Third Owner Syndrome
I'm just laughing.
The older a car gets, the more small fixes and big maintenance items get left behind, undone by subsequent owners. In premium brands, this can be catastrophic, as expensive repairs can lurk deep inside the car, waiting for the next owner—i.e., you— to discover them. Timing belt tensioners, head gasket faults, and entire suspension overhauls, oh, and surprise! It’s an air suspension!1 These repair quotes are what used-car nightmares are made of.
The more subsequent owners a car has, the higher the chance that a previous owner has gotten a scary quote from a shop and decided it was time to go shopping for a new car instead of pay a shop to do some work.
That’s not to say you shouldn’t buy a used car, but it’s probably wise to pull that CarFax or vehicle history report on cars older than about 5 years, and run from anything that has had multiple owners in a short amount of time. A ten-year-old car with 160,000 miles and two owners is probably a better buy than a six-year-old car with 90,000 miles and four owners.
Our Buick seems to be in pretty good shape, even though a vehicle history report shows something like six previous owners.
There are a few telling signs of Third Owner Syndrome, all the same. The tire-pressure guide sticker is missing from the driver’s side door jamb, for example. There were a bazillion window stickers near the driver’s A-pillar, alongside the left side of windsheild, enough that I was losing small cars in the sticker-blind-spots. The oil was low, the washer fluid was nearly out, the transmission fluid is a bit dark and probably should be changed, and the tire pressures were an assemblage of PowerBall number picks—37, 36, 31, 32— rather than a set of properly inflated tires.

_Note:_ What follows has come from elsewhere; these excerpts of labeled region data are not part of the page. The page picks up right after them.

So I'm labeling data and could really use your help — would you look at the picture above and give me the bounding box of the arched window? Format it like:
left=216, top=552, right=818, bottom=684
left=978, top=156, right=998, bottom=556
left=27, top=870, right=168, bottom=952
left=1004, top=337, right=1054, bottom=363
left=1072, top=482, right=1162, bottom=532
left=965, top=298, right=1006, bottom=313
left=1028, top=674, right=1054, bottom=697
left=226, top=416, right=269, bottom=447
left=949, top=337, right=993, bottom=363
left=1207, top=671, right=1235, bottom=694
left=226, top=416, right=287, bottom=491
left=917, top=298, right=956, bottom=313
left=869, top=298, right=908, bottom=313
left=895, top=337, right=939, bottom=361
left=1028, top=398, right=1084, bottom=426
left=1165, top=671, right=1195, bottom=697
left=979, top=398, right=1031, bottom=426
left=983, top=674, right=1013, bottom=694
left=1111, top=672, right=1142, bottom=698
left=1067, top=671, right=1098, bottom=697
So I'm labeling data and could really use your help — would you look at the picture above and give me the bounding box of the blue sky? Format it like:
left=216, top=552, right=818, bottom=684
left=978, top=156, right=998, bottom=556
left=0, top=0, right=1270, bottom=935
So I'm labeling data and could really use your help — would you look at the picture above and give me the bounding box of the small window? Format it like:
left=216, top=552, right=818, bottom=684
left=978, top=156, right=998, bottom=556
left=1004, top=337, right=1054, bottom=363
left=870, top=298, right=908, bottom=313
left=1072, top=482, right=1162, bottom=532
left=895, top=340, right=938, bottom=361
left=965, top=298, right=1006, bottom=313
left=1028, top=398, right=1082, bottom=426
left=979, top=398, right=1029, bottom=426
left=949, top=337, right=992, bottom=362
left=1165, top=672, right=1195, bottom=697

When I spotted the previous owner’s hack to keep the hood prop in place because the plastic retaining clip is missing, I had a hearty third-owner-syndrome chuckle:
This is an irresponsible fix and so I quickly corrected it and replaced the plastic bag tie with a Harbor Freight magnet.
The Buick is serving us very well, despite my joking. Just yesterday, it got us to the Big City Hospital with zero problems and more comfort than you’d expect from a 10-year-old car. It’s exactly the right car for right now in our lives.
Although I still miss my BMW.

Read: expensive.



"and the tire pressures were an assemblage of PowerBall number picks—37, 36, 31, 32 . . ."
Cleverness like that is the mark of a good writer. Love it!